Meursault ne choisit pas ses amis. Ce sont plutôt ceux-ci qui le choisissent. Il ne s’intéresse à eux que dans la mesure où ils peuvent lui servir à quelque chose, les conservations avec Raymond Sintès, l’amour physique avec Marie. La restauration avec Céleste… le seul personnage à qui il semble le plus proche est le vieux Salamano qui a vécu la même expérience que lui. Ceux qui prétendent sauver Meursault sont ceux qui parviennent le moins à le toucher. C’est le cas du juge et de l’aumônier qui cherche à le convertir. Il y a aussi le vieux Perez et le directeur de l’Asile qui s’assure de sa condamnation en insistant sur son insensibilité.
b. Les personnages secondaires
Les autres personnages ne sont des silhouettes, des personnages de faire-valoir, car ils n’ont aucune épaisseur en dehors de leur relation avec Meursault. D’ailleurs il sollicite son amour ou son amitié. C’est qu’ils sont vus à travers le regard du personnage-narrateur. Cela fait supposer que Meursault avait une vie déserte.
Raymond : Il sollicite l’aide et l’amitié de Meursault. Meursault lui écrit sa lettre de vengeance. On ne sait rien de lui, s’il veut utiliser Meursault ou s’il cherche un ami sincèrement. Est-il un vaurien ? On sait qu’il est un souteneur (entremetteur ou proxénète) nous l’avocat général. Il va donc être son premier ami après la mort de sa mère
Marie : Elle est la compagne épisodique de Meursault, sa « maîtresse ». Elle a la peau brune, gaie. Dans la deuxième partie du roman, elle est quasiment absente et Meursault lui-même se demande si elle ne donne pas « sa bouche à un nouveau Meursault ». Aussi se demandera-t-on si Meursault même aime Marie. D’ailleurs quand on lui a parlé de sa maîtresse, Meursault ne savait pas qu’on lui parlait de Marie, car il ne la considère pas comme telle. Lorsque Marie lui demande s’il l’aimait, il lui répond qu’il ne savait pas. En tout dans son cœur, Marie n’y était apparemment pas.
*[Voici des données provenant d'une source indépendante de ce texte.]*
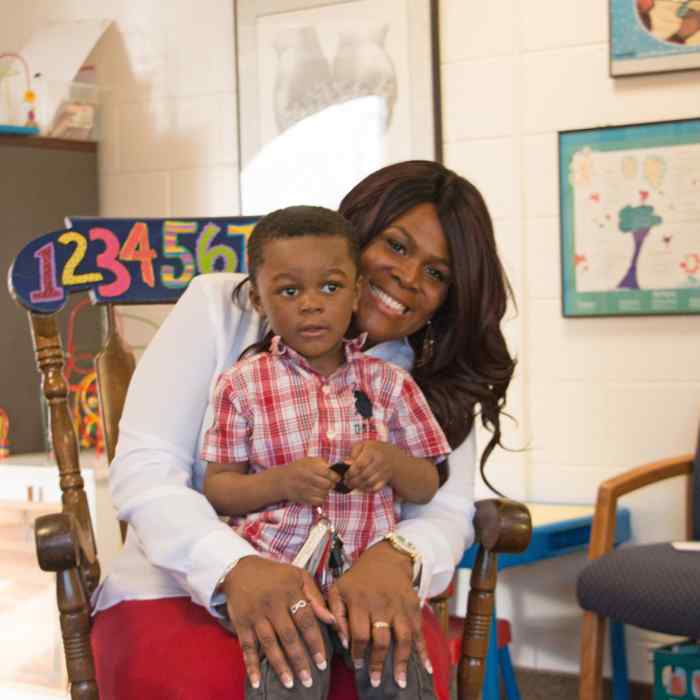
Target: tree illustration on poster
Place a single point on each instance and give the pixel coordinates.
(629, 217)
(638, 221)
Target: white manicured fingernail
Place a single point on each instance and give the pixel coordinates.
(306, 679)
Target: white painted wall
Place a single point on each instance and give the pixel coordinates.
(592, 397)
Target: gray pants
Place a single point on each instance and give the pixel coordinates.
(419, 683)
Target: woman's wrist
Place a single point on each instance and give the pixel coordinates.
(384, 552)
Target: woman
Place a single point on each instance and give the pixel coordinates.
(433, 296)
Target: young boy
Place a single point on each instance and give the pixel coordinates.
(305, 399)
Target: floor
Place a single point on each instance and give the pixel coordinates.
(31, 657)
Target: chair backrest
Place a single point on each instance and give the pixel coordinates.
(121, 261)
(694, 495)
(118, 261)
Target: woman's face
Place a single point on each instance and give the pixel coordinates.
(406, 271)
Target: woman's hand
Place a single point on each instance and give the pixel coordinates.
(260, 594)
(377, 589)
(308, 480)
(371, 465)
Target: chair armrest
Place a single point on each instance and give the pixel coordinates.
(59, 550)
(603, 529)
(501, 525)
(57, 545)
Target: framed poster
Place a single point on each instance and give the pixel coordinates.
(329, 91)
(653, 36)
(629, 200)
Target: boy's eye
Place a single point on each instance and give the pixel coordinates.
(395, 245)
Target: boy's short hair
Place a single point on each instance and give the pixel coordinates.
(297, 221)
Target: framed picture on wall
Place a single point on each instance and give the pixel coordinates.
(653, 36)
(329, 91)
(630, 219)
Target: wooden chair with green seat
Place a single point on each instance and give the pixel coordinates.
(123, 261)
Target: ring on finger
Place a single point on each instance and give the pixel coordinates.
(300, 604)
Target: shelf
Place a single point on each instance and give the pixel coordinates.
(48, 143)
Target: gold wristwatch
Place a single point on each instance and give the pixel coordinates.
(401, 544)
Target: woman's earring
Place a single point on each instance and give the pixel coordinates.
(428, 348)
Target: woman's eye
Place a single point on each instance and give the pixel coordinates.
(396, 246)
(437, 275)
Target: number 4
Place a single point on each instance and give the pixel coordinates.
(138, 248)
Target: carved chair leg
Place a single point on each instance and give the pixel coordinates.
(476, 628)
(75, 630)
(592, 643)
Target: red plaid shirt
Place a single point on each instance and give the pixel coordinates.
(273, 408)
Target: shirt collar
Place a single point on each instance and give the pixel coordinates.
(353, 350)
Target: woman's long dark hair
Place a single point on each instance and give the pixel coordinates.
(470, 364)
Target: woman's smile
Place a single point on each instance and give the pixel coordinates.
(405, 276)
(385, 299)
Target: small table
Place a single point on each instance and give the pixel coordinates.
(557, 529)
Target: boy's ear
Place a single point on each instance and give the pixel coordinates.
(254, 297)
(356, 293)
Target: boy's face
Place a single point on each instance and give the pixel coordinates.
(307, 287)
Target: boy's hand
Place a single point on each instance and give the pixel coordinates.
(371, 465)
(308, 480)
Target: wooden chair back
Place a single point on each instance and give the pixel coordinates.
(146, 261)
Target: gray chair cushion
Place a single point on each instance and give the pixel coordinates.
(651, 586)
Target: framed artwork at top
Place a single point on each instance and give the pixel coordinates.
(654, 36)
(630, 219)
(329, 91)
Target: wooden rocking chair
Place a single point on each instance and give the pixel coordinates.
(122, 261)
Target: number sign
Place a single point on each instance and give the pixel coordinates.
(126, 261)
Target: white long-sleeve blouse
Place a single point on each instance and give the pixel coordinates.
(176, 545)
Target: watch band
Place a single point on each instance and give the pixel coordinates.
(401, 544)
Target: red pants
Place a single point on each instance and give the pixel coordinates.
(172, 649)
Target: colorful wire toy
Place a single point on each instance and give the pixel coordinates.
(29, 94)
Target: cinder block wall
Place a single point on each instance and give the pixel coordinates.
(592, 396)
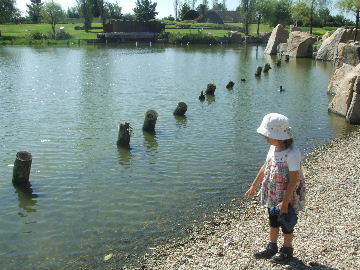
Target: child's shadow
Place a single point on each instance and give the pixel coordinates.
(297, 264)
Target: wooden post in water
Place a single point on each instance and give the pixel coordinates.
(22, 167)
(150, 121)
(180, 109)
(124, 135)
(210, 90)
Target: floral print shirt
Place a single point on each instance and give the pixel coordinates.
(276, 178)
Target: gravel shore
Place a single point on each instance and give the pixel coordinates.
(327, 235)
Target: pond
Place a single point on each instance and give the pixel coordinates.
(89, 198)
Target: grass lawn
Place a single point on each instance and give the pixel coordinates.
(23, 30)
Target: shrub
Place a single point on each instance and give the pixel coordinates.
(37, 35)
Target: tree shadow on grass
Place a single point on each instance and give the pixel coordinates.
(297, 264)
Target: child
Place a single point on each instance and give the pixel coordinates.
(282, 186)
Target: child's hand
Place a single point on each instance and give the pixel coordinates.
(283, 208)
(251, 191)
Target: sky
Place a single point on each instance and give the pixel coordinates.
(164, 7)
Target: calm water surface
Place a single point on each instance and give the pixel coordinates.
(88, 198)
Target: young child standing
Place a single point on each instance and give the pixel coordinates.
(282, 186)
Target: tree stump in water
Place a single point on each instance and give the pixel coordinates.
(210, 90)
(124, 135)
(258, 71)
(267, 67)
(22, 167)
(180, 109)
(230, 85)
(150, 121)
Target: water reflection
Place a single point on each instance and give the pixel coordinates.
(181, 121)
(27, 198)
(150, 140)
(125, 156)
(210, 98)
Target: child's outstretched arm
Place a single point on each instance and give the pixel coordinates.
(289, 193)
(253, 189)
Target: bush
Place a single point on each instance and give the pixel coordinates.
(37, 35)
(62, 35)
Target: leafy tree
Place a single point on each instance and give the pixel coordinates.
(145, 10)
(129, 17)
(95, 7)
(176, 9)
(7, 10)
(52, 13)
(324, 16)
(352, 6)
(86, 12)
(34, 10)
(184, 9)
(247, 11)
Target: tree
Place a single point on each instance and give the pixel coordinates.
(352, 6)
(184, 9)
(176, 9)
(73, 12)
(52, 13)
(34, 10)
(145, 10)
(7, 10)
(85, 7)
(114, 11)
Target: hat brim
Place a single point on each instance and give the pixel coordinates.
(275, 134)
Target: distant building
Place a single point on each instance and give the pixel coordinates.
(229, 16)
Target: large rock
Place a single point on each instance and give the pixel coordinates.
(299, 44)
(278, 35)
(340, 75)
(348, 53)
(346, 101)
(329, 47)
(353, 113)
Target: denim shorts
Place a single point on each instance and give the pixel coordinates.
(287, 221)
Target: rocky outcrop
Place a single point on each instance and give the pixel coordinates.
(328, 50)
(345, 84)
(299, 44)
(348, 53)
(278, 35)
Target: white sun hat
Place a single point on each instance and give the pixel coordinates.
(275, 126)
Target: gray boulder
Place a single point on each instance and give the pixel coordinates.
(328, 50)
(299, 44)
(348, 53)
(346, 101)
(278, 35)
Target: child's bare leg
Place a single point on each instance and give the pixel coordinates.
(288, 239)
(274, 234)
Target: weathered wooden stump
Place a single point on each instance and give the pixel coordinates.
(22, 167)
(210, 90)
(258, 71)
(180, 109)
(230, 85)
(267, 67)
(150, 121)
(124, 135)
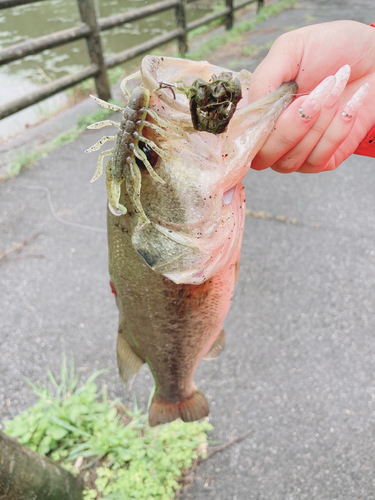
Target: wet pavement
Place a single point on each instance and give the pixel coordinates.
(297, 373)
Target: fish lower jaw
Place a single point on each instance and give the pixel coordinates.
(193, 408)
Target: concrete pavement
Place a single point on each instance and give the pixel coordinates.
(298, 368)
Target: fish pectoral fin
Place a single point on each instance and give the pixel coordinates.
(189, 410)
(164, 251)
(128, 362)
(217, 347)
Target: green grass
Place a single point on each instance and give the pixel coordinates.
(27, 159)
(119, 455)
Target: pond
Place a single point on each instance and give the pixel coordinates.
(25, 22)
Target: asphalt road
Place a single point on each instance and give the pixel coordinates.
(297, 373)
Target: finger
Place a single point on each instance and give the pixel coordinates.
(321, 156)
(293, 125)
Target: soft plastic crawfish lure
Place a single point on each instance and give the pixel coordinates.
(122, 165)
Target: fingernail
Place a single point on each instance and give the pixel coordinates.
(317, 98)
(342, 77)
(356, 101)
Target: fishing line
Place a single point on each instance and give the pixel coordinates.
(57, 217)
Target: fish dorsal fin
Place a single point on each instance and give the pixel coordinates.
(217, 347)
(128, 362)
(189, 410)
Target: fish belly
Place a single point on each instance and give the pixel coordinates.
(169, 326)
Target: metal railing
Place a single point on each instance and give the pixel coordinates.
(90, 29)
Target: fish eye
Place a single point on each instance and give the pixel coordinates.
(151, 155)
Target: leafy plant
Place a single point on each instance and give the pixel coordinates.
(75, 423)
(26, 159)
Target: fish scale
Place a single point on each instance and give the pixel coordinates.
(174, 276)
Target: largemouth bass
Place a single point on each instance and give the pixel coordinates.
(175, 222)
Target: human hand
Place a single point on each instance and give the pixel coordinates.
(338, 123)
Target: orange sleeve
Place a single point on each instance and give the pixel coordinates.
(367, 146)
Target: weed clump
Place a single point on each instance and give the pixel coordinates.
(110, 446)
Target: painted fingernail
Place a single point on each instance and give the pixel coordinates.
(317, 98)
(356, 102)
(342, 77)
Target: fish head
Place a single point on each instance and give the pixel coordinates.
(197, 215)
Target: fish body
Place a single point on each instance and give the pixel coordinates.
(174, 276)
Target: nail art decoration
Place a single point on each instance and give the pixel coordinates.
(317, 98)
(356, 102)
(342, 77)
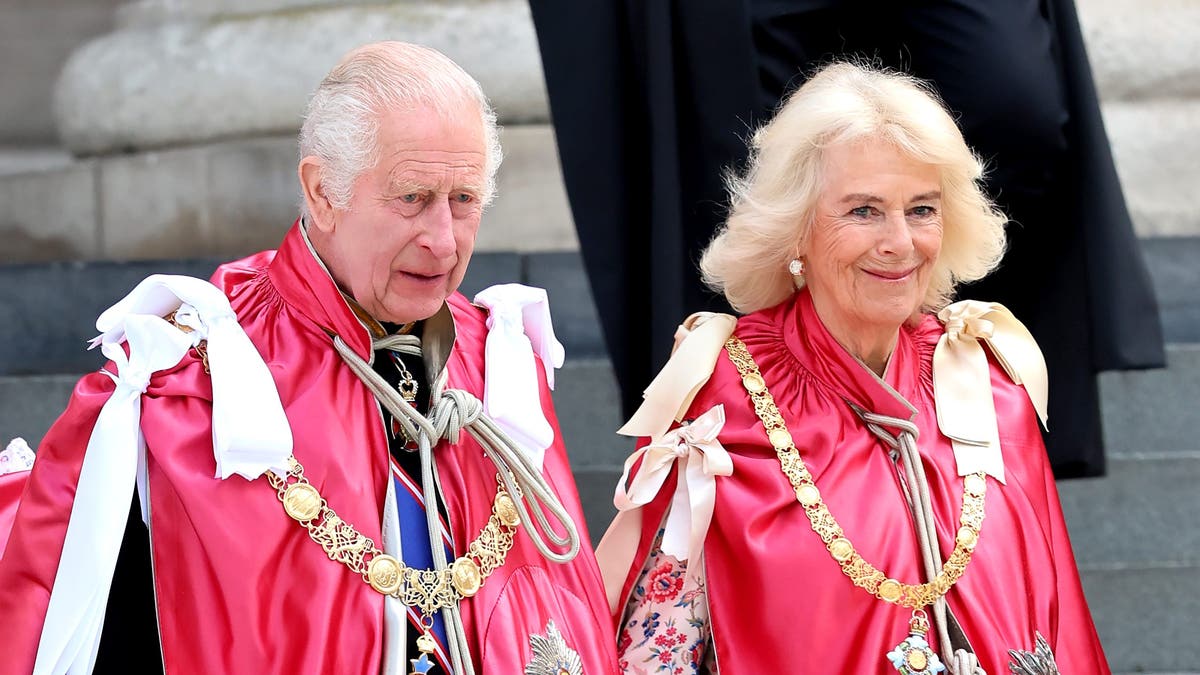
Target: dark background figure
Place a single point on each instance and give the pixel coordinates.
(653, 101)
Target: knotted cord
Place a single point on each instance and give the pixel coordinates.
(449, 414)
(963, 661)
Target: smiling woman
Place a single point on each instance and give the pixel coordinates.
(858, 428)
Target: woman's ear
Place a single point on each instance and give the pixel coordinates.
(321, 209)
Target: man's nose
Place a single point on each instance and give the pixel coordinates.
(437, 233)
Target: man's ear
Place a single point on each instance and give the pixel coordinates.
(321, 209)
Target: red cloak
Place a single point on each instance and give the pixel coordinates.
(779, 603)
(240, 587)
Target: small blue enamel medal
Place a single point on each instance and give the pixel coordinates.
(913, 655)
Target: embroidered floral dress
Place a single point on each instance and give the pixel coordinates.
(666, 621)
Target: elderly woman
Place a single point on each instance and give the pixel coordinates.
(850, 477)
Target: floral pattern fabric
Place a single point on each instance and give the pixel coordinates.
(665, 626)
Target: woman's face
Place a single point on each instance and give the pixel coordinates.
(875, 238)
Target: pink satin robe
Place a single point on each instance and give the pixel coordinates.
(779, 603)
(240, 586)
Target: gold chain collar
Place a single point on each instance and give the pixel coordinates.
(427, 590)
(862, 573)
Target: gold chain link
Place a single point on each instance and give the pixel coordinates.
(862, 573)
(426, 590)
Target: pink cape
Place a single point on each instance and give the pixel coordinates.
(779, 602)
(240, 586)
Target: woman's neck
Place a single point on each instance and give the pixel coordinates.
(869, 342)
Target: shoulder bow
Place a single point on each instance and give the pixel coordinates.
(966, 412)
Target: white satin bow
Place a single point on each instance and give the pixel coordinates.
(966, 412)
(250, 436)
(691, 506)
(517, 327)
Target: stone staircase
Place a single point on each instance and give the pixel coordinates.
(78, 233)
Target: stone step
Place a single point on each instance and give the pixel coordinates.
(1146, 616)
(1143, 512)
(36, 39)
(1132, 531)
(232, 198)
Les autres comparses sont Céleste, Salamano et le vieux Perez
Salamano est le voisin de palier de Meursault. Ce que Meursault retient de lui c’est qu’il pleurait la perte de son chien. En comparaison avec lui, qui n’avait pas pleurait lors de la mort de sa mère. Il constitue un banc d’essai pour tester les sentiments de Meursault, quant à la réaction de quelqu’un qui perd un être cher.
Perez est le seul homme qui ait pleuré la mort de madame Meursault, ce qui fait qu’il devient un témoin en charge dans le procès de celui qui n’avait pas pleuré la mort de sa propre mère. Ce personnage est donc important pour juger le côté moral du héros.
Les arabes font partie du décor des personnages, permettent de situer l’action dans un pays arabe, ici Alger. Et le fait que le héros en tue un est déjà un signe de culpabilité (le racisme est sous entendu).
Les autres membres de la société : on a le directeur de l’asile de Marengo, le patron de Meursault, le juge, son avocat, l’aumônier. Meursault éprouve un peu de sympathie pour le directeur de l’asile et l’avocat général, ne comprend pas le jeu de son propre avocat et refuse la prière de l’aumônier. Aussi se met-il en marge de la société.